Tuesday, June 9, 2015

A few thoughts about You Can't Take It With You (1984).

I saw this early 1980s TV version of You Can’t Take It With You when I was in high school…long before I saw the 1938 film. It made a huge impression on me. Those who are familiar with it know it’s about an eccentric family. They live together in a large house, and each member pursues their own highly improbable and impractical dreams. The grandfather is a bit of a philosopher, and he firmly believes a person should do what they want rather than what is expected of them. I needed to see this play when I was 17.

Many snobbishly dismiss everything that’s on TV as trash, and a quite a lot of it is trash, but you can also find high quality entertainment on TV such as this play. TV provided me glimpses of a wider world, and it let me know that there were other ways of doing things and seeing things. I hate to think what would have become of me if the only thing I was exposed to while growing up was the culture of southern West Virginia. In the film The Boys in the Band, there’s a scene in which Donald is giving Michael attitude for being a movie lover because he thinks movies are garbage. Michael retorts, “It may come as a surprise to you, but there was no Shubert Theater in Hot Coffee, Mississippi.” Thanks to TV and especially PBS, there was a kind of Shubert Theater in my little hometown of Oak Hill.

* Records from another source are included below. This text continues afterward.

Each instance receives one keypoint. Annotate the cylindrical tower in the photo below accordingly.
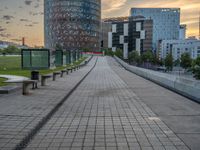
(72, 24)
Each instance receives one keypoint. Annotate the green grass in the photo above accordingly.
(2, 82)
(12, 66)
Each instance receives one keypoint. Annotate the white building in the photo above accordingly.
(182, 32)
(178, 47)
(166, 22)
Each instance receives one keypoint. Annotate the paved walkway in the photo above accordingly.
(20, 114)
(179, 113)
(105, 113)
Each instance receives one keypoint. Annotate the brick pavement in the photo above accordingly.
(179, 113)
(20, 114)
(104, 113)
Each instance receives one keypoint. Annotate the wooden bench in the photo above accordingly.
(44, 78)
(70, 69)
(25, 85)
(164, 69)
(55, 74)
(62, 72)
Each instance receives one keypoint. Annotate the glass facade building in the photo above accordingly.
(72, 24)
(166, 22)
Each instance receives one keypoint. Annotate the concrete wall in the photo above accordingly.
(186, 87)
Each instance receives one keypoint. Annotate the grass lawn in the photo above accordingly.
(2, 82)
(11, 65)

I saw this version of the play once and once only. For a very long time, I’ve wanted to see it again, but I couldn’t find it anywhere. There’s a crazy expensive used VHS tape for sale on Amazon, but I’ve not had a VCR in over ten years. Tears came to my eyes when I found this on YouTube last night. I hated going to bed without watching it first because I feared I’d wake up to discover it had been removed.

One of my favorite lines: “Your mother believes in spiritualism because it’s fashionable. Your father raises orchids because he can afford it. My mother writes plays because eight years ago a typewriter was delivered here by mistake.”